The power of HipKittens becomes evident when examining actual kernels. Here's a glimpse into the hot loop of their attention forwards pass kernel, which uses the 8-wave ping-pong schedule:

#pragma unroll
for (int j = 3; j < num_tiles - 1; j += 2) {
    // Cluster 0: Compute
    zero(att_block[1]);
    swap_layout_and_transpose(k_reg_transposed, k_reg);
    mma_AtB(att_block[1], k_reg_transposed, q_reg_transposed, att_block[1]);

    // Cluster 1: Memory
    G::load<1, false>(k_smem[1], g.Kg, {batch_idx, j, head_idx_kv, 0});
    load(v_reg, v_smem[0]);

    // Additional clusters follow, alternating between compute and memory...
}

Similarly, their BF16 GEMM kernel demonstrates the same ping-pong pattern, with waves alternating between compute clusters and memory clusters to maximize throughput.

The Path to Multi-Silicon AI

HipKittens delivers competitive performance on AMD CDNA3 and CDNA4 through these three key insights. The researchers' kernels consistently achieve peak performance among AMD baselines across workloads and even compete with peak Blackwell kernels.

"We believe that the HIPCC register scheduling is one of the most important areas for improvement in AMD's kernel software stack," they note.

The ultimate vision is a more diverse and competitive AI hardware landscape. "Realizing AI's full potential requires diverse, open hardware," the team argues. "Today, that means making AMD GPUs truly accessible. We want more AI in the world.

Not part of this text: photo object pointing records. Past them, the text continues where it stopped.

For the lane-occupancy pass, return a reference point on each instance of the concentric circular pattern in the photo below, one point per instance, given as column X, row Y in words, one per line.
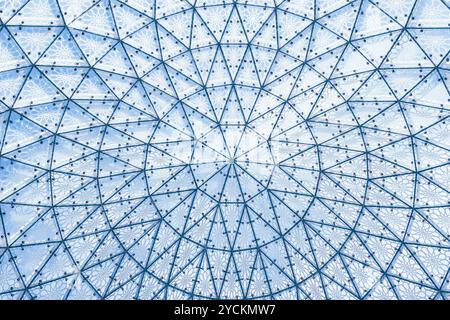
column 224, row 149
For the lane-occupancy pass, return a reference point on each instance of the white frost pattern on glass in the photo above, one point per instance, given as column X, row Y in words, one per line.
column 224, row 149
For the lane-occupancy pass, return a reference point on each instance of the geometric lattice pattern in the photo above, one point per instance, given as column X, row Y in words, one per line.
column 197, row 149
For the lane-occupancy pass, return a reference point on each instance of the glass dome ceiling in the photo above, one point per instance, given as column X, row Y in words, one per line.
column 224, row 149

AI has relied on and innovated on a single hardware provider, but we need to be able to use and experiment with all the compute we can."

As the AI industry continues its relentless pursuit of performance, innovations like HipKittens are crucial for unlocking the potential of alternative hardware architectures. The future of AI isn't monolithic—it's multi-silicon, and with the right software tools, we're beginning to surf toward that horizon.